A successful information technology program in South Carolina to help prevent domestic violence has closed in the wake of a state budget crisis.

The Cumbee Center to Assist Abused Persons, a nonprofit organization, operated the Victims Alert Project with funds from the South Carolina Public Safety Department. The project first received state funding in late 1996 and operated from April 1997 until the funding dried up in March.

Bad timing

Project manager Jeff Culbert said the center received three grants totaling $1.35 million during the project's four-year duration.

'Indirectly, state budget cuts helped kill the program,' Culbert said. Center staff members appealed to the department and other state agencies for money to continue the domestic violence prevention program, but the money was denied. 'Any other year this would have sailed right through,' Culbert said.

South Carolina faces a budget shortfall of $500 million out of a state budget of $5.5 billion [GCN/State & Local, April, Page 1].

The Victims Alert Project served people, primarily women, who had suffered from criminal domestic violence, criminal sexual conduct or stalking as well as burglary or arson related to domestic disputes.

Under the program, the victims received technical enforcement of one-mile areas called hot zones around their homes and workplaces, which offenders were forbidden by court order to enter.

The systems, leased on a daily basis from Protech Monitoring Inc. of Odessa, Fla., included ankle bracelets and milk carton-sized portable tracking devices (PTDs) equipped with cellular modems, FM radios and Global Positioning System receivers.

PTDs would activate when the offenders entered the hot zones, as monitored by the GPS receivers, or traveled more than 15 feet away from the PTD units, as monitored by the FM transmitters in the ankle bracelets. The GPS receivers were each programmed to recognize the designated hot zones.

Pager alert

When a PTD was activated, it alerted workers in the Protech center in Odessa, who then would warn the domestic violence victim via numeric pager and signal local police that an offender had entered a specific hot zone.

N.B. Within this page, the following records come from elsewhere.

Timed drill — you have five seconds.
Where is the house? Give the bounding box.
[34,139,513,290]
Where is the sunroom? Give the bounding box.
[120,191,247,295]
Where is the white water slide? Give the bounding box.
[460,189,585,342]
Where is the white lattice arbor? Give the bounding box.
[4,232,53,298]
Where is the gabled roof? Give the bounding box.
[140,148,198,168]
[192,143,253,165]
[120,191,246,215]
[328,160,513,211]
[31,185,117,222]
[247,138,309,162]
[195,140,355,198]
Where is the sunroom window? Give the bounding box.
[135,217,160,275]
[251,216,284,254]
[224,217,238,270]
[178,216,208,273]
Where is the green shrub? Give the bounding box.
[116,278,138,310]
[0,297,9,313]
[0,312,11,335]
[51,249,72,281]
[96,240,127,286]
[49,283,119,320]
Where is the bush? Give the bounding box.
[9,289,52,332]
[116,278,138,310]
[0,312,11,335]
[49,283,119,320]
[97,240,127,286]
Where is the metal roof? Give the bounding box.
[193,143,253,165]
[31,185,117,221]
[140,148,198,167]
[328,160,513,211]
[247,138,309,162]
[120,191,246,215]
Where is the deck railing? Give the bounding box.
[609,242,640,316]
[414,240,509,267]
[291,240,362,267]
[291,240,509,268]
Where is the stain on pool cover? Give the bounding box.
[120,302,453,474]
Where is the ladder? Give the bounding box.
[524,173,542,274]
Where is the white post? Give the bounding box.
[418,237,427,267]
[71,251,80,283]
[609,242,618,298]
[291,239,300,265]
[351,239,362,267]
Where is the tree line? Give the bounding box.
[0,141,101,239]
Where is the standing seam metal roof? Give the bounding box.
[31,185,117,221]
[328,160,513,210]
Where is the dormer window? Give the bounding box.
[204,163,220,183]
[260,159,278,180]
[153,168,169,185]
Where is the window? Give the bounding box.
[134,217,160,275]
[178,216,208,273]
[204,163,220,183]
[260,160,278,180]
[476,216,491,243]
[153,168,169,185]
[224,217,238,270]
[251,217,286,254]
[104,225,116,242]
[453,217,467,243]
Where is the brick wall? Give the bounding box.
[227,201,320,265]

The program served 46 counties in western South Carolina, covering 40 percent of the state's population. It included Aiken, Charleston, Columbia and Spartanburg.

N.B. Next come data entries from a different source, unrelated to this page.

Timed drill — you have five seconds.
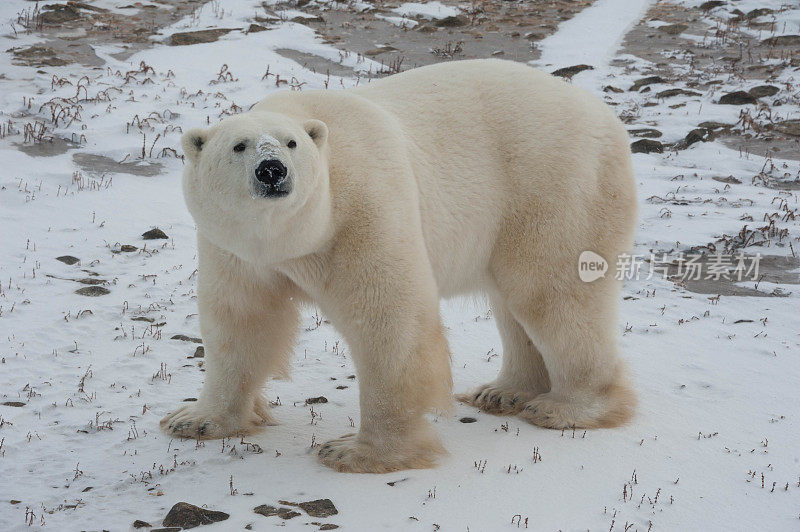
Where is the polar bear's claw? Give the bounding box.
[159,398,274,440]
[456,383,536,416]
[318,434,444,473]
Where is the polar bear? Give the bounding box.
[161,59,636,472]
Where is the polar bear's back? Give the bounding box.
[253,59,636,295]
[352,59,636,294]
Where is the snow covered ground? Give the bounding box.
[0,0,800,531]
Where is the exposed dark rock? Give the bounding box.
[631,139,664,153]
[253,504,301,519]
[775,118,800,137]
[658,24,689,35]
[552,65,594,79]
[170,334,203,344]
[744,7,773,20]
[162,502,230,528]
[656,89,700,98]
[711,175,742,185]
[74,277,108,285]
[278,499,339,517]
[75,285,111,297]
[40,2,81,24]
[719,91,756,105]
[628,127,663,139]
[747,85,780,98]
[306,395,328,405]
[761,35,800,46]
[142,227,169,240]
[700,0,725,11]
[697,121,733,131]
[434,16,469,28]
[629,76,666,91]
[168,28,233,46]
[683,128,712,146]
[56,255,81,266]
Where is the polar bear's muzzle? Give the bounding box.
[255,159,292,198]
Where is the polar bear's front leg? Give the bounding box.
[160,237,298,439]
[319,250,452,473]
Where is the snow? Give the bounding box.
[0,0,800,531]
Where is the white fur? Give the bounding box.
[162,60,636,472]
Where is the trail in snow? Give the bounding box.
[532,0,652,88]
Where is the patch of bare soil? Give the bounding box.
[615,1,800,160]
[266,0,592,74]
[12,0,205,67]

The program served between 45 and 50 victims at any given time, Culbert said. 'About twice a month, offenders would go back to jail for violating the hot zones,' Culbert said.

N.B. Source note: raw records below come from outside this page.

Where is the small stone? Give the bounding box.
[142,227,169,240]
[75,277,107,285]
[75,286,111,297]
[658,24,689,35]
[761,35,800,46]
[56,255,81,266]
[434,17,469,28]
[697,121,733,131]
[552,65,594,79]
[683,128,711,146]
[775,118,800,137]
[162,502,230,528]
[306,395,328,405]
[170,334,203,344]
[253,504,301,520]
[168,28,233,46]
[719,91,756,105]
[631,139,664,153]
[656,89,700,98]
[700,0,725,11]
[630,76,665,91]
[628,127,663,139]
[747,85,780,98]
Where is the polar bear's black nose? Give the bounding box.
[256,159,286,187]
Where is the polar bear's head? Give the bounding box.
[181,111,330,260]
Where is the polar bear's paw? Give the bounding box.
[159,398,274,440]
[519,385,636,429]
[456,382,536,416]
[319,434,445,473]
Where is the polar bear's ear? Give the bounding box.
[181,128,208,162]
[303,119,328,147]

'We have looked into raising private funds for the project and will continue to do so,' Culbert said. 'This program gave the victims peace of mind and security. Some of these women were afraid to take the trash out to the curb or take out the mail because they thought [the offenders] might be out there. With this system, they know [the offenders] won't be out there.'

The Cumbee Center meanwhile has sent all the equipment back to Protech.

Culbert added: 'We are hopeful that if the state budget crisis eases, we will get more money. I think it is just a matter of time before this program receives funds again.'

Judge Terry Carter, the Aiken county magistrate, issued orders creating the hot zones the project used. 'It was a tool we could use to make sure the victims were safe in some cases. I think it prevented violence,' he said.

Hot topic

Carter said he created the hot zones as part of the bond conditions of domestic violence offenders.

'I would hope the state would reinstate funding,' Carter said.